In [1]:
# import from the files in this directory
from dotenv import load_dotenv
from orchestrator import *
import os
import pandas as pd
import re
import time
import json

In [2]:
#os.remove("exp_input/PX_id_HTML.parquet")

In [3]:
load_dotenv()
config_path = 'config_experiment.json'
orchestrator = Orchestrator(config_path)

ground_truth_src = "exp_input/publication_data_citations_PXD.csv"
output_file = "exp_input/PX_id_HTML_v4.parquet"
input_file = "exp_input/PX_id_HTML_v3.parquet"

orchestrator.logger.info(f"Ground Truth file exists: {os.path.exists(ground_truth_src)}")
orchestrator.logger.info(f"Input file exists: {os.path.exists(input_file)}")
orchestrator.logger.info(f"Output file exists: {os.path.exists(output_file)}")

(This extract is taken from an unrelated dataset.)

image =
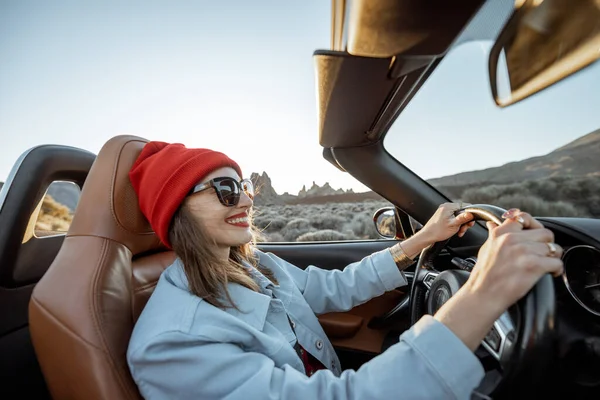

orchestrator.py - line 21 - INFO - Data_Gatherer Orchestrator initialized. Extraction step Model: gemini-2.0-flash-exp
3745124042.py - line 9 - INFO - Ground Truth file exists: True
3745124042.py - line 10 - INFO - Input file exists: True
3745124042.py - line 11 - INFO - Output file exists: True


In [4]:
df_ground_truth_src = pd.read_csv(ground_truth_src)
all_urls = df_ground_truth_src['publication_link'].values
df_ground_truth_src.head()

Unnamed: 0,publication_link,identifier,repository,title,keywords,identifier_count
0,http://dx.doi.org/10.1002/cam4.3825,pxd023689,PRIDE,Proteomics reveals the function reverse of MPS...,"prostate CAFs, prostate cancer cells, secretomics",1
1,http://dx.doi.org/10.1002/cbic.202000870,"pxd023060,pxd023059,pxd023056,pxd023057,pxd023058","PRIDE,PRIDE,PRIDE,PRIDE,PRIDE",Rapid and high coverage profile of human cyste...,"Cysteine, FAIMS, SP3,Cysteine, FAIMS, SP3,Cyst...",5
2,http://dx.doi.org/10.1002/pmic.202000214,pxd020638,PRIDE,Combining label-free and label-based accurate ...,"Beef meat quality, Data-Independent Acquisitio...",1
3,http://dx.doi.org/10.1002/pmic.202000240,pxd023907,PRIDE,Fusarium oxysporum f. sp. vasinfectum (UP00003...,"cotton, fungi, fusarium oxysporum",1
4,http://dx.doi.org/10.1002/pmic.202100036,pxd022191,PRIDE,Spectral library for SARS-COVID proteome and i...,"HLA, ProteomeXchange project tag: Covid-19, SA...",1


In [5]:
# raw_data_v1.csv \ PRIDEid_HTML_data.csv is the file containing the old data
try:
    df_old = pd.read_parquet(input_file)
    
    if "publication" in df_old.columns:
        df_old.set_index("publication",inplace=True, drop=False) 
        
    orchestrator.logger.info(f"File found: {df_old.columns}")
    
except FileNotFoundError:
    df_old = pd.DataFrame(columns=['publication','dataset_uid','repo_name','raw_html','smallest_elements'])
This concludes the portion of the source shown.